Dorset Council did not decide the new application within the laid down timescales (the is nothing sopecial about that, the Council has a backlog!) The developer therefore invoked their right of appeal to the Planning Inspectorate (a central Government executive agency). The Upwey Society made a short submission referring the inspector to out porevious objection.
No decision has yet been made by the Planning Inspectorate.
Updated December 2019
Original Post of June 2019 –
Parts of a local ancient road are being widened and part-concreted. Many local residents are concerned about the work.
The track is usually known as the Old Roman Road. It leads from the top of The Ridgeway (above The Old Ship) to the South Dorset Ridgeway National Trail. It is a public highway, in the care of Dorset Council. It is inside the Area of Outstanding Natural Beauty and, in part, inside the Upwey Conservation Area.
The concreting has taken place over a number of years, but most recently in late May 2019. It is being done by owners of a small field off the track who have with no other connection to the area.

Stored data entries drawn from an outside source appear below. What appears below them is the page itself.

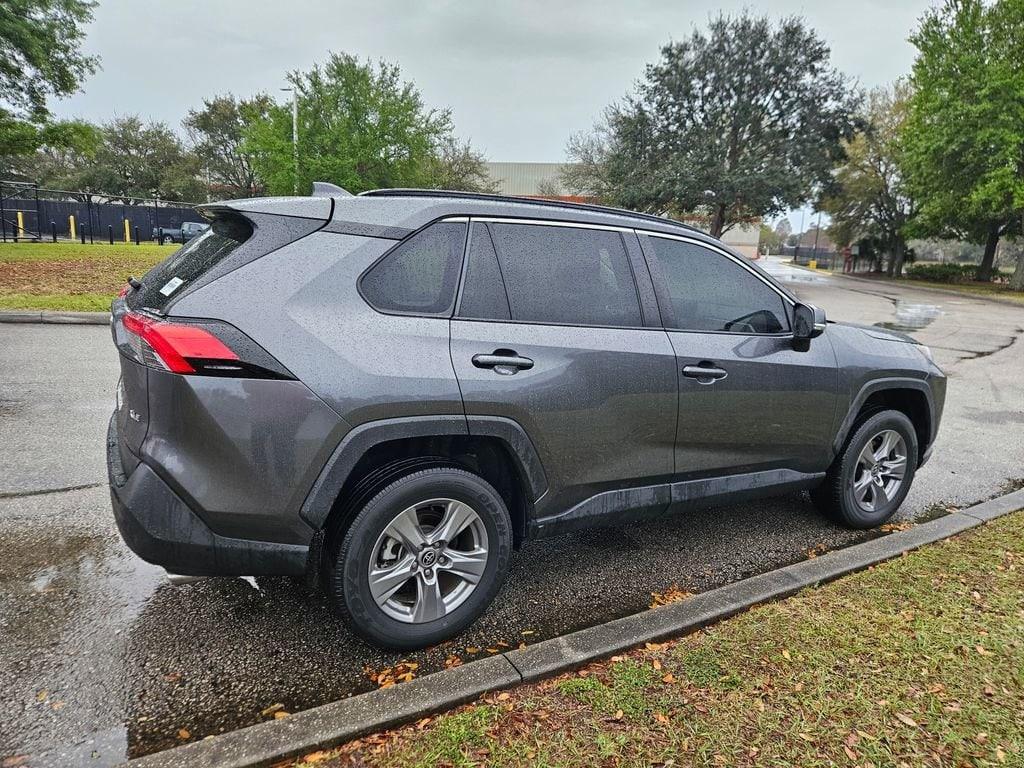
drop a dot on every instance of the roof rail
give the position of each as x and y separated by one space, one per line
327 189
401 193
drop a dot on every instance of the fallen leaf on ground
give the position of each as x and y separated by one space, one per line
906 720
889 527
672 595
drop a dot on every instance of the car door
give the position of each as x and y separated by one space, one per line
749 399
550 332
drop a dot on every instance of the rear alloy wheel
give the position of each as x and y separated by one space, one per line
428 560
423 558
871 475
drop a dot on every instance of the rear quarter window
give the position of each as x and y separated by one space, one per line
421 274
193 260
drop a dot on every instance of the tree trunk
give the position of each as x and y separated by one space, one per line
718 220
1017 282
984 273
899 253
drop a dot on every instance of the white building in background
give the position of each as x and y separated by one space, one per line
544 180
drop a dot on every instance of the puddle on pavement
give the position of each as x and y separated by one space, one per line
911 316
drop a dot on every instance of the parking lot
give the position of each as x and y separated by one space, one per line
102 657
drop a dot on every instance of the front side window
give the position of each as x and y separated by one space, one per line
420 275
710 292
567 275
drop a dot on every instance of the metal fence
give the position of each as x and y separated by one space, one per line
29 212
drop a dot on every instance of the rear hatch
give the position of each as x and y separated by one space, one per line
150 338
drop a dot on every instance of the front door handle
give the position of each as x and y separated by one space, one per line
705 375
503 361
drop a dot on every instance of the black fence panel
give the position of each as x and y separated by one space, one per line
28 212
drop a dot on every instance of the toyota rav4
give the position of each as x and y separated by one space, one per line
391 391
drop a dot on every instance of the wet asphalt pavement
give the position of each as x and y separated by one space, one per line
100 657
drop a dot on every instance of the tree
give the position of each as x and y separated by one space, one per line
217 133
40 57
360 127
131 160
743 121
964 135
869 196
769 241
456 165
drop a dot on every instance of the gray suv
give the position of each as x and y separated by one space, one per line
391 391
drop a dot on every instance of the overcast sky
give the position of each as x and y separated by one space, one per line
519 77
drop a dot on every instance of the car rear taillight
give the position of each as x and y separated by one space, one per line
197 347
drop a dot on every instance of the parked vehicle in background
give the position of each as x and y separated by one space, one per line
392 391
187 230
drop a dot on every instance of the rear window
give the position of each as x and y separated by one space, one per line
189 262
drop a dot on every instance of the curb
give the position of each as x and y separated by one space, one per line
342 721
912 284
68 318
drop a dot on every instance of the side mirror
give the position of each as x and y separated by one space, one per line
808 322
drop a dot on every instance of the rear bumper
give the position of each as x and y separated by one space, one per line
161 528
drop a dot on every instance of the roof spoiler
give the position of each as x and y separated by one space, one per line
325 189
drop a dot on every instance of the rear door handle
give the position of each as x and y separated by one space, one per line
705 375
503 358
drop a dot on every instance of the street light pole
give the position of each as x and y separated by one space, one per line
295 136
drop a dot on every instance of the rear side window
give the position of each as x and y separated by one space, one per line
709 292
190 261
421 274
482 292
567 275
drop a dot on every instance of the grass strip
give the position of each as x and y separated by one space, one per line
919 662
70 276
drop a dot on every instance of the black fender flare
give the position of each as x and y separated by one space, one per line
320 501
879 385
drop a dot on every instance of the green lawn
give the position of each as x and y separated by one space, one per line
919 662
70 275
972 289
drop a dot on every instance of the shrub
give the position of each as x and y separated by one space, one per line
942 272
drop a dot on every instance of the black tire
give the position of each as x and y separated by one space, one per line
836 499
348 569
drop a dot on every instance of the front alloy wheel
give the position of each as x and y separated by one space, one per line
871 475
880 470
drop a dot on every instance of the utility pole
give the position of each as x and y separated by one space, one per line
295 136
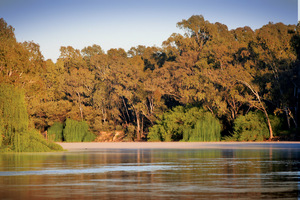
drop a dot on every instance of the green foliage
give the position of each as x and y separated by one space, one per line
13 111
188 124
207 129
14 124
32 141
55 132
75 131
224 71
250 127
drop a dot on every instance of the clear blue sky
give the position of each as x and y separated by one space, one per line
127 23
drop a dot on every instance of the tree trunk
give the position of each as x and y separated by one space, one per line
80 106
262 107
138 128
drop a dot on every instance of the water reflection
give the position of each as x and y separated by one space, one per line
152 174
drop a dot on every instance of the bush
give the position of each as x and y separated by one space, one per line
207 129
55 132
32 141
186 124
250 127
75 131
14 132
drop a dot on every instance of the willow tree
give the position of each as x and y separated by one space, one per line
14 124
13 112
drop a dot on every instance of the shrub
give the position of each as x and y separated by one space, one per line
207 129
186 124
55 132
75 131
14 124
250 127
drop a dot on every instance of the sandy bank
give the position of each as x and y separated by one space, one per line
176 145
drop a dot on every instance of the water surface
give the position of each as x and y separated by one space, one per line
237 173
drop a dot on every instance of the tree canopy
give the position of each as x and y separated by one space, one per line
230 74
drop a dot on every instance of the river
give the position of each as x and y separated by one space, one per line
257 172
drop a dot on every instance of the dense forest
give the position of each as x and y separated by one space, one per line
209 84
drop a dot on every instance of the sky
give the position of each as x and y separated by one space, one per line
129 23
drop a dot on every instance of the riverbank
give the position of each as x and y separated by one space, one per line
176 145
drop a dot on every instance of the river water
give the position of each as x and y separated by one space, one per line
271 172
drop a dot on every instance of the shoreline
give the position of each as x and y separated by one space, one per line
81 146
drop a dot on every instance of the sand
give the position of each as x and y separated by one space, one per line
176 145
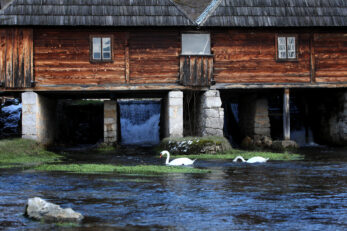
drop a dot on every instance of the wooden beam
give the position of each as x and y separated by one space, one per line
312 59
127 59
286 114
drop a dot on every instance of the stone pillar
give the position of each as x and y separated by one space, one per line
174 114
110 122
254 116
38 118
338 122
211 114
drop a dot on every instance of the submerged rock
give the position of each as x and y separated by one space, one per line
40 209
284 145
195 145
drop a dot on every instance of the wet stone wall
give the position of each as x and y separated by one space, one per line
211 114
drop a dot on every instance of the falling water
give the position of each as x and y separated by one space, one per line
140 122
235 110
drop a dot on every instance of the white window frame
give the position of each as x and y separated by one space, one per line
101 48
205 49
283 49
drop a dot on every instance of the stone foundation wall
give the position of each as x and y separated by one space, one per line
110 122
254 116
174 114
211 116
38 118
338 122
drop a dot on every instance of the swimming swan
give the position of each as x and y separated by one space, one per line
256 159
176 162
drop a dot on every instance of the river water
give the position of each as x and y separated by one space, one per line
297 195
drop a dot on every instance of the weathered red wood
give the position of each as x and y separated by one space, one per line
16 59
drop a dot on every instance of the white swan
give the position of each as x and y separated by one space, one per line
176 162
256 159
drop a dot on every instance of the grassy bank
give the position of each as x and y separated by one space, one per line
24 152
245 154
107 168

A meeting was held on 31 May to allow everyone to express their views and to see what action could be taken to protect a quiet rural lane from further damage. After that meeting a small group volunteered to take things forward. After discussion, and some investigation of the options, it was decided that the best approach was to develop contact with the right part of the Council as they were in the best place to discourage inappropriate treatment of the track and could, if necessary, take enforcement action.
Update, July 2019
We understand that the field owners and the Council’s Community Highways Officer have spoken and have agreed that when the owners are next in Dorset, this summer, they will meet to discuss the matter.
Update December 2019
The Council’s Community Highways Officer spoke to the field owners in late August, altough it was not until December that we were able to find out what was said. We understand that the field owners agreed not to do any more work without consulting the Council first. The Council do not intend to remove the concrete, or to require the field owners to remove it.
It was generally agreed that there was little more that could be done. for now. Residents would maintain a watching brief.
Updated December 2019
In April 2018 there was an application for outline permission to build seven detached houses on land behind Eastbrook House in Church Street. It has not yet been decided. It appears from the Council’s website that the application was withdrawn in November 2019.
You can find the application on the Council’s website here.
The Society objected. The primary reasons for objecting were that:
- it was outside the development boundary set in the Council-approved Local Plan, which identifies the particular area as important open space;
- sewerage in the area is unable to cope with existing demand, and there is no prospect of it being improved.